What takes the cake is the report that the Minnesota Historical Society, along with the Cathedral Heritage Foundation, is helping pay for the purchase of more than $1,500-worth of Lego blocks. It is always possible, of course, that the involvement of the Historical Society is minimal. But one dollar spent in support of this project is too much. It seems to me that this philosophy professor should be paying the Historical Society to allow him to even mention its name along with what he is doing. He should have to pay the Society $1,500 for its endorsement. As mentioned before the Historical Society has been selling “History Matters” chocolate bars. It is time the Society endorsed hot dish pans, oven mitts, canoe paddles, fish descalers, and maybe even Lego sets depicting the 1851 Traverse des Sioux Treaty site.

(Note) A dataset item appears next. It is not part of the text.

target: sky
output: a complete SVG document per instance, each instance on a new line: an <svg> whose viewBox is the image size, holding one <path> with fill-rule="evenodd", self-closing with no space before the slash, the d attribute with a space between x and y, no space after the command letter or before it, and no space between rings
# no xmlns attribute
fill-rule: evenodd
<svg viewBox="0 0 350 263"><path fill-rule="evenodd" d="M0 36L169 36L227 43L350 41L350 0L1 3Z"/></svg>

Of course if this philosophy professor shifted to toothpicks I would be in full support of his project. Building things out of toothpicks truly is a lost art, and it involves real skill. In the interview in the Pioneer Press the philosopy professor was asked if what he is doing is art. In response he stated that his Lego models are not art, “they are models of art.” One should add that they are not history or even models of history, that is, unless some frustrated and berserk historian goes over there with his official “History Matters” sledge hammer and smashes the damn things and tosses them in the “dustbin of history,” (metaphorically speaking, of course).

I like talking to a man that likes to talk

I distrust a close-mouthed man. He generally picks the wrong time to talk and says the wrong things. Talking’s something you can’t do judiciously unless you keep in practice, and I’ll tell you right out that I’m a man who likes talking to a man that likes to talk.

A word to the wise should be sufficient.